HARARE City Council has ordered more than 300 workers to cut short their leave days as city fathers intensify efforts to curb a serious cholera outbreak ravaging the capital and country.
The local authority is under increasing pressure to act on the deadly disease after being accused of aiding and abetting the outbreak by failing to attend to burst sewer and water pipes as well as provide constant water supplies.
Zimbabwe had, by January 2 this year, recorded a cumulative total of 14 885 suspected cholera cases, 67 laboratory confirmed deaths, 266 suspected cholera deaths and 1 676 laboratory confirmed cases.
The outbreak has now spread to nearly all the country’s 64 districts.
In an exclusive interview with NewsDay yesterday, Harare mayor Jacob Mafume said the capital recorded a spike in cholera cases after the festive season
“We have called back more than 300 workers who were on leave so that we can deal with the cholera outbreak and sewer bursts,” said Mafume.
“We are having a spike in cases of cholera because of the festivities and people were travelling from across the country and all over the world. These people were holding parties, enjoying food, while the situation has also been made worse by the floods which contaminated water sources in the city.”

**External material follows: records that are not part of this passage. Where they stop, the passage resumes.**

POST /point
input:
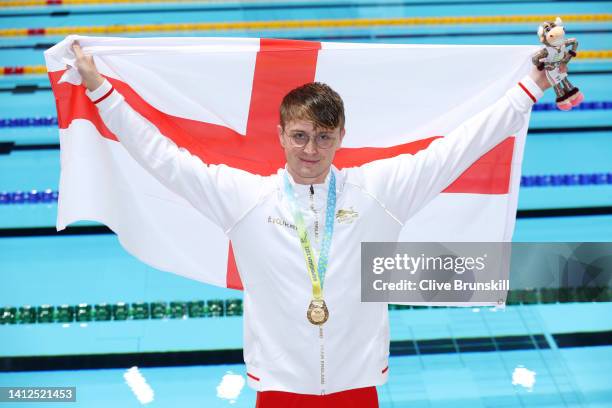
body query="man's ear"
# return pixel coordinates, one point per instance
(279, 130)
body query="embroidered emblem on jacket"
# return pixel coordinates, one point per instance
(346, 216)
(282, 222)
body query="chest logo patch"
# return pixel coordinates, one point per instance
(346, 216)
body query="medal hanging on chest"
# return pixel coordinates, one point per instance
(317, 312)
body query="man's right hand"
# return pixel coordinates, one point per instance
(86, 67)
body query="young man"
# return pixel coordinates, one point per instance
(308, 339)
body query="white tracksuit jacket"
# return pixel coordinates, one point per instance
(282, 350)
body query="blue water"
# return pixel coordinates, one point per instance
(94, 269)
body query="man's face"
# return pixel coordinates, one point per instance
(310, 163)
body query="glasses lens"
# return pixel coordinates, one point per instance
(325, 141)
(299, 139)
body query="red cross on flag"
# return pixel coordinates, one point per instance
(219, 99)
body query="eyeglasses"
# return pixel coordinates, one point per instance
(322, 140)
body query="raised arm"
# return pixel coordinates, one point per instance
(221, 193)
(404, 184)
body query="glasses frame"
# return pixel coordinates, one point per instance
(310, 137)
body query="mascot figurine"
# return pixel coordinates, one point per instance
(557, 51)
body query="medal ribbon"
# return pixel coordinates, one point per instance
(316, 272)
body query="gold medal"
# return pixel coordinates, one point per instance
(317, 312)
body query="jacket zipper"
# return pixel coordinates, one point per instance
(322, 357)
(321, 345)
(316, 217)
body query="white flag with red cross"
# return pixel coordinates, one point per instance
(219, 98)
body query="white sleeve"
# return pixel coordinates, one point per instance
(405, 183)
(221, 193)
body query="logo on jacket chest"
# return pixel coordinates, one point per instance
(346, 216)
(282, 222)
(343, 216)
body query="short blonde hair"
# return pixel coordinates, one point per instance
(316, 102)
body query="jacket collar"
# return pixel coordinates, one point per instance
(304, 189)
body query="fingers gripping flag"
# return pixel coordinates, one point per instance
(219, 99)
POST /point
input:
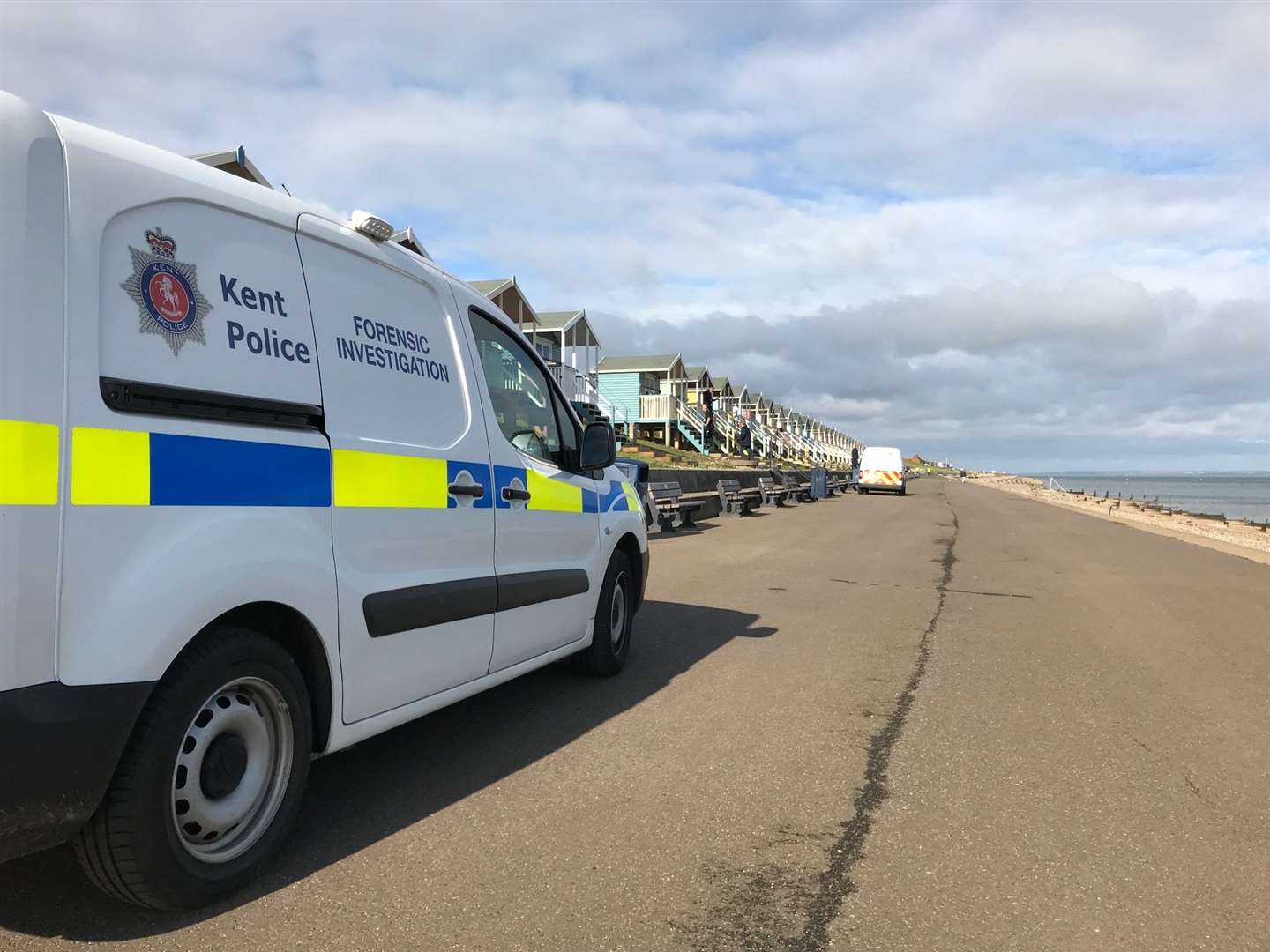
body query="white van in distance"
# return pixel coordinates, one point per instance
(882, 470)
(270, 484)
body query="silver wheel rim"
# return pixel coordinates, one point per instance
(231, 772)
(617, 614)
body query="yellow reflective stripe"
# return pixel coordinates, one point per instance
(28, 464)
(387, 480)
(551, 495)
(109, 467)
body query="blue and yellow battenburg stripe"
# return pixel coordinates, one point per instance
(127, 467)
(130, 467)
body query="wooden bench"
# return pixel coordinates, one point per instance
(771, 493)
(736, 501)
(671, 510)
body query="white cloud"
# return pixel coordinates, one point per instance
(1044, 206)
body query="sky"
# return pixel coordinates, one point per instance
(1025, 236)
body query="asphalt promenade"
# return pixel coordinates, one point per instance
(955, 720)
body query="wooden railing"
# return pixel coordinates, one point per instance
(657, 406)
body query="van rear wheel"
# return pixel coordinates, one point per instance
(611, 641)
(210, 779)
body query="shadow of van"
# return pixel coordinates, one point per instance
(389, 782)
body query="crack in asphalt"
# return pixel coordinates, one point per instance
(834, 882)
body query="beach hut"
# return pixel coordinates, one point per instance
(507, 294)
(568, 343)
(725, 400)
(698, 380)
(652, 390)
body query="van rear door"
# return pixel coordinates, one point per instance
(32, 383)
(412, 487)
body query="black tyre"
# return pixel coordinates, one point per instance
(210, 781)
(611, 643)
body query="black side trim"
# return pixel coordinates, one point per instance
(530, 588)
(138, 398)
(58, 747)
(421, 606)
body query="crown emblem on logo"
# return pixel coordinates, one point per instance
(161, 244)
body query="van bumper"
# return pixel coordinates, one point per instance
(58, 746)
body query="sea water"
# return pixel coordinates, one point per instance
(1236, 495)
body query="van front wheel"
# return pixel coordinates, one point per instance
(210, 779)
(611, 641)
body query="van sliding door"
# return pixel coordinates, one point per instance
(412, 490)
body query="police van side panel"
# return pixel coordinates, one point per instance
(197, 577)
(173, 519)
(37, 714)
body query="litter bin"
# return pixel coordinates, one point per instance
(819, 480)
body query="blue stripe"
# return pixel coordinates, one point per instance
(614, 494)
(202, 471)
(503, 476)
(481, 473)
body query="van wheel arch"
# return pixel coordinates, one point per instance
(629, 546)
(299, 639)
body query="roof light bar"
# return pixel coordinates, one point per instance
(372, 227)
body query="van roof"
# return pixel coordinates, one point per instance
(247, 195)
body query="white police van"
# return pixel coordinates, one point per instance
(270, 484)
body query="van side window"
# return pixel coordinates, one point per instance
(519, 392)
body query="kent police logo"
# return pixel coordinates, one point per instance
(167, 292)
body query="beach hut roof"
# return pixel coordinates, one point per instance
(652, 362)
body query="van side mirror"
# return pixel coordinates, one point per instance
(598, 447)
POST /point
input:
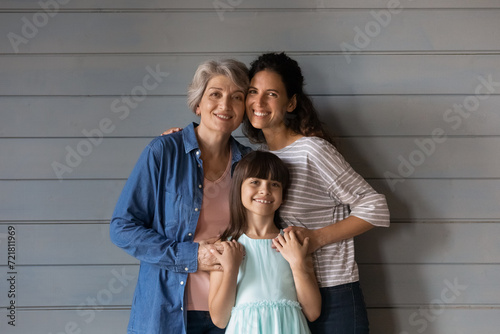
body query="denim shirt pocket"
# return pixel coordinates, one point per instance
(176, 214)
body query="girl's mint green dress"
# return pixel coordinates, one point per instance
(266, 300)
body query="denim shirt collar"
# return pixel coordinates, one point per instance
(191, 143)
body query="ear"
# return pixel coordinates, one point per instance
(292, 104)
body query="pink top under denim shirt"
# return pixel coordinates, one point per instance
(155, 220)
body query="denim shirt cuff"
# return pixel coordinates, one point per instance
(187, 259)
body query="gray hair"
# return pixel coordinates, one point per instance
(231, 68)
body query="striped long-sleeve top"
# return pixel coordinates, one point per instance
(325, 189)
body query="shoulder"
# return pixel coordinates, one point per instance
(324, 156)
(163, 144)
(237, 147)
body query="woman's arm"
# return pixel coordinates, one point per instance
(303, 272)
(345, 229)
(134, 226)
(222, 291)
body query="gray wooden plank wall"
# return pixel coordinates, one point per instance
(411, 88)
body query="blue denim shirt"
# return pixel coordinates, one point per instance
(155, 220)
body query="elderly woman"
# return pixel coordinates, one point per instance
(176, 201)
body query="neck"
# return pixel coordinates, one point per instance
(261, 228)
(212, 145)
(277, 139)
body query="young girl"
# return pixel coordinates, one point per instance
(261, 290)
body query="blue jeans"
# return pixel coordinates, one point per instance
(343, 311)
(199, 322)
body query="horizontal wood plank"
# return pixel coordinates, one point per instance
(408, 199)
(430, 243)
(383, 285)
(256, 4)
(344, 116)
(380, 157)
(48, 243)
(359, 30)
(141, 76)
(435, 320)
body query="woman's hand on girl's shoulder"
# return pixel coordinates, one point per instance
(294, 251)
(231, 256)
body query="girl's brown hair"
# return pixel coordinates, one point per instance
(257, 164)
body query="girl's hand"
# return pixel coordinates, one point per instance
(292, 249)
(231, 256)
(171, 130)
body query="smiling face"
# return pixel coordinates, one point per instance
(261, 197)
(222, 106)
(267, 102)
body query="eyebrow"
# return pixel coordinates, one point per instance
(218, 88)
(267, 90)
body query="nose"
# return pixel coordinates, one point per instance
(261, 99)
(265, 188)
(225, 103)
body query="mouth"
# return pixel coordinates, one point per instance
(223, 117)
(261, 113)
(262, 201)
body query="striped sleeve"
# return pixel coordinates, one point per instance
(347, 186)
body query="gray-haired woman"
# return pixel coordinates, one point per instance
(175, 203)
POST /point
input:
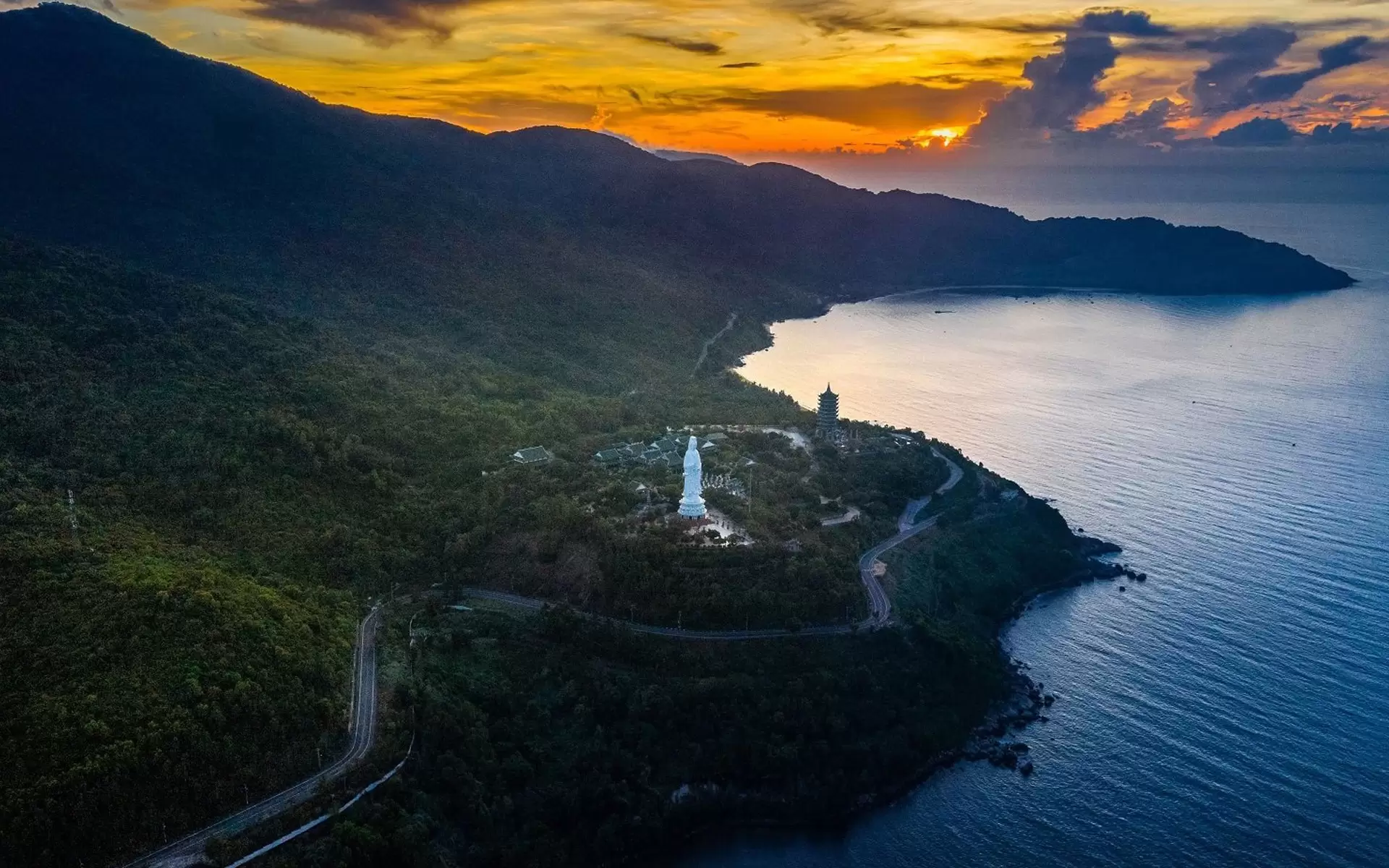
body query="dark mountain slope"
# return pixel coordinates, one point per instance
(116, 142)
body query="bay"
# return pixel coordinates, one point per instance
(1231, 710)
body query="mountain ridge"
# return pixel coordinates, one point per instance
(205, 170)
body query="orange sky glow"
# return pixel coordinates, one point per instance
(806, 75)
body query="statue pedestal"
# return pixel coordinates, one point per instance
(692, 506)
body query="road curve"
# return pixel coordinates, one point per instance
(880, 605)
(190, 849)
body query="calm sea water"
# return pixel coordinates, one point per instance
(1233, 710)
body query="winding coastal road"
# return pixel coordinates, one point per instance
(190, 849)
(880, 605)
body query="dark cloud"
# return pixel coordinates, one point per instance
(881, 17)
(1121, 22)
(694, 46)
(1256, 132)
(854, 17)
(895, 106)
(1063, 87)
(1239, 78)
(1147, 127)
(377, 20)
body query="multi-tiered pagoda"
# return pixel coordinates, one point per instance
(827, 418)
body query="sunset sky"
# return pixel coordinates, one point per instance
(813, 75)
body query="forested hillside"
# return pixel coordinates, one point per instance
(281, 353)
(205, 170)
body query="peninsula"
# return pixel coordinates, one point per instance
(268, 365)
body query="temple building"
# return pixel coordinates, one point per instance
(827, 417)
(692, 504)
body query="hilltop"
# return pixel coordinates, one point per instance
(264, 360)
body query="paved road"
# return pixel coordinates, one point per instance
(880, 606)
(190, 849)
(851, 513)
(709, 344)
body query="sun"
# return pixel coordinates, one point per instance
(945, 135)
(942, 137)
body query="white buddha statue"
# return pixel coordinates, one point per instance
(692, 504)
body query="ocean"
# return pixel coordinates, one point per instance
(1233, 710)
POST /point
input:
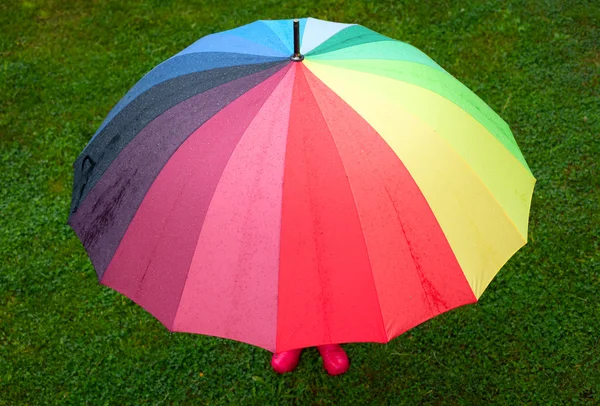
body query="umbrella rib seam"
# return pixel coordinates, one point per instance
(172, 328)
(384, 331)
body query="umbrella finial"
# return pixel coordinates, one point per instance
(297, 56)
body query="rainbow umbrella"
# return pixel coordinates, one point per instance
(297, 184)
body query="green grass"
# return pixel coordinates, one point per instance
(534, 338)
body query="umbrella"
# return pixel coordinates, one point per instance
(290, 184)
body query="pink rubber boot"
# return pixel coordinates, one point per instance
(285, 361)
(335, 360)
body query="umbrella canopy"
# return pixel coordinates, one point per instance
(346, 194)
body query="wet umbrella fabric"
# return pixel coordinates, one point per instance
(345, 198)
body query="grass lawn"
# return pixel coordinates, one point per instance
(534, 338)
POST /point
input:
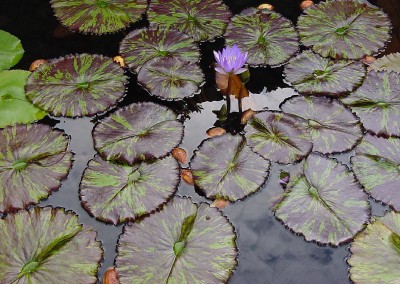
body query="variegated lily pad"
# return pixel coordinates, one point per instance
(324, 203)
(184, 243)
(269, 38)
(310, 73)
(375, 252)
(278, 137)
(77, 85)
(344, 29)
(98, 16)
(225, 167)
(201, 19)
(333, 127)
(33, 160)
(377, 103)
(140, 46)
(138, 132)
(170, 78)
(376, 166)
(117, 192)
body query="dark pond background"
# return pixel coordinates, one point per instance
(269, 253)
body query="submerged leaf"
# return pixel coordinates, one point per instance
(47, 245)
(33, 160)
(183, 243)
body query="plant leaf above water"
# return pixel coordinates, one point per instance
(47, 245)
(33, 160)
(225, 167)
(310, 73)
(203, 20)
(324, 203)
(183, 243)
(98, 16)
(269, 38)
(333, 127)
(116, 193)
(344, 29)
(138, 132)
(77, 85)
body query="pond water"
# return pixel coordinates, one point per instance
(268, 252)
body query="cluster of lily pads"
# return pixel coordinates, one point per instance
(340, 106)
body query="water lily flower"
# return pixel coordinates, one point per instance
(230, 60)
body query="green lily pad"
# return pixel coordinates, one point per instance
(140, 46)
(310, 73)
(375, 252)
(344, 29)
(98, 16)
(269, 38)
(225, 167)
(14, 106)
(376, 166)
(33, 160)
(377, 103)
(279, 137)
(170, 78)
(80, 85)
(11, 50)
(324, 203)
(184, 243)
(47, 245)
(201, 19)
(333, 127)
(138, 132)
(116, 193)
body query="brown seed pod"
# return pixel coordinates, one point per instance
(35, 64)
(111, 276)
(215, 131)
(180, 155)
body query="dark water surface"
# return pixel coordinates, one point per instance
(269, 253)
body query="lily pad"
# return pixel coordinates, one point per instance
(140, 46)
(98, 16)
(80, 85)
(269, 38)
(375, 252)
(333, 127)
(278, 137)
(345, 29)
(377, 103)
(225, 167)
(14, 106)
(170, 78)
(11, 50)
(116, 193)
(376, 166)
(33, 160)
(47, 245)
(138, 132)
(201, 19)
(310, 73)
(324, 203)
(184, 243)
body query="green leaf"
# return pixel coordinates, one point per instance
(77, 85)
(11, 50)
(269, 38)
(225, 167)
(98, 16)
(344, 29)
(14, 106)
(47, 245)
(183, 243)
(33, 161)
(116, 193)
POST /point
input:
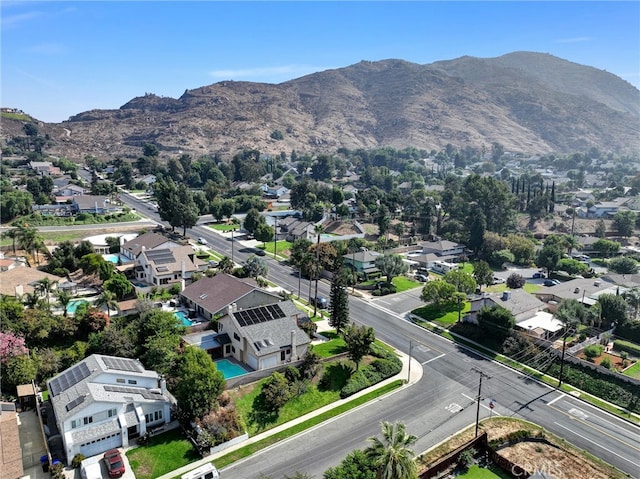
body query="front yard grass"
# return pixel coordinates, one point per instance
(163, 453)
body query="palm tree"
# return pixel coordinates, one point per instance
(318, 229)
(64, 298)
(108, 299)
(392, 455)
(632, 297)
(13, 234)
(45, 285)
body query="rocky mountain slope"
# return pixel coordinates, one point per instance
(528, 102)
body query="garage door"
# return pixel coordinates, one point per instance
(270, 362)
(100, 445)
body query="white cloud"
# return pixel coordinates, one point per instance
(279, 73)
(574, 40)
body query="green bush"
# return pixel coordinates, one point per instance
(629, 347)
(593, 351)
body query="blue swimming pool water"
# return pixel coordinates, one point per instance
(73, 305)
(229, 369)
(182, 316)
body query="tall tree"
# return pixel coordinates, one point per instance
(339, 302)
(358, 340)
(392, 455)
(198, 382)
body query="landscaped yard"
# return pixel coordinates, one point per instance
(442, 315)
(477, 472)
(224, 226)
(164, 453)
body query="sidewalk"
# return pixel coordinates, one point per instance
(413, 371)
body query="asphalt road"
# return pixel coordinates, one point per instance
(438, 405)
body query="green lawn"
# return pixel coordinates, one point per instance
(258, 418)
(282, 247)
(403, 284)
(633, 371)
(476, 472)
(164, 453)
(223, 227)
(441, 315)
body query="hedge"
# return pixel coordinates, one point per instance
(627, 346)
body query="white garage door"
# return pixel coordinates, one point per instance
(252, 361)
(99, 446)
(269, 362)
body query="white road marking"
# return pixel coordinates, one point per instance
(599, 445)
(554, 400)
(433, 359)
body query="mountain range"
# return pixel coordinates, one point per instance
(528, 102)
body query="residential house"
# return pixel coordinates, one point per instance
(443, 248)
(363, 262)
(94, 204)
(160, 267)
(210, 297)
(273, 191)
(146, 241)
(104, 402)
(292, 228)
(71, 190)
(266, 336)
(583, 290)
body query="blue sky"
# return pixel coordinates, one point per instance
(62, 58)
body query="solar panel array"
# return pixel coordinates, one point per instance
(259, 315)
(161, 256)
(72, 404)
(69, 378)
(123, 364)
(144, 392)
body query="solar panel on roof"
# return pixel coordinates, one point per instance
(123, 364)
(69, 378)
(249, 317)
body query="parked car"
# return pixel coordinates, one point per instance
(321, 302)
(113, 461)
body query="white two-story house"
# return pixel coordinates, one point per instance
(104, 402)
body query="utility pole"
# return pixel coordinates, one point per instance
(482, 375)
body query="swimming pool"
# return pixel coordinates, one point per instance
(229, 369)
(182, 316)
(73, 305)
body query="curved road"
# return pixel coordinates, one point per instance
(440, 404)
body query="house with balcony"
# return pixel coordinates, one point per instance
(167, 266)
(211, 297)
(264, 337)
(104, 402)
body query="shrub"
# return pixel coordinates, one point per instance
(628, 347)
(77, 459)
(593, 351)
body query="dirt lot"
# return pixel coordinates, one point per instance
(563, 461)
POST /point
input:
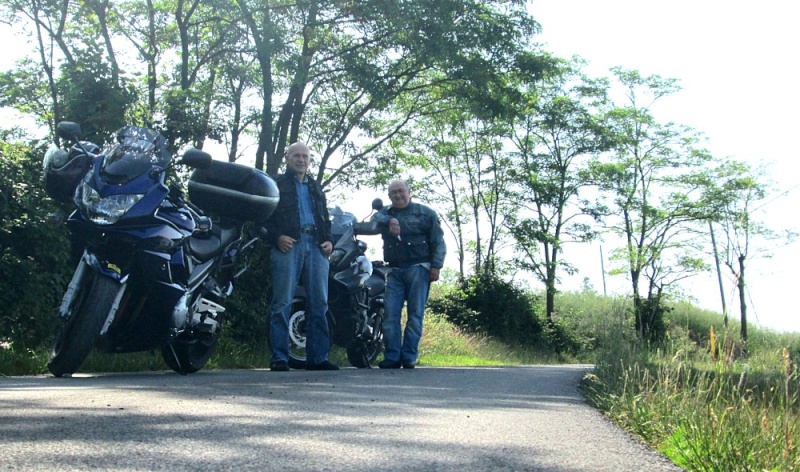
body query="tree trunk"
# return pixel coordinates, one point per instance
(742, 303)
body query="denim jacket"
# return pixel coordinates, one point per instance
(421, 237)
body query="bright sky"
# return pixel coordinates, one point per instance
(737, 64)
(736, 61)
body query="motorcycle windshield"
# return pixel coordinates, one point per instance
(138, 150)
(341, 221)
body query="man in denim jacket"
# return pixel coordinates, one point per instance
(413, 245)
(300, 233)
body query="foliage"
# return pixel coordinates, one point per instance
(651, 182)
(489, 305)
(247, 311)
(33, 250)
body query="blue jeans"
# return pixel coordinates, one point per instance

Council is currently stepping up efforts to treat water to households and set up more clinics in cholera hotspots.
“Also because of flooding there have been spikes in the number of sewer bursts which are contaminating our water sources. We have called everyone who has been on leave, increased working hours and approved overtime for them to deal with the current challenges,” he said.
The mayor, who bounced back to town house following the recall of two previous mayors elected in the August 2023 harmonised elections, has since met council workers as the local municipality prepares to embark on a major clean-up campaign across all the city’s shopping centres and markets.
“We have deployed resources for every district office in the city with a budget of US$2 000 to US$5 000 to hire tipper trucks and frontend loaders for them to clear the rubbish, simultaneously, with a view of clearing the dumpsites that have accumulated in the suburbs, and after that we will do the roadside clearances,” he said.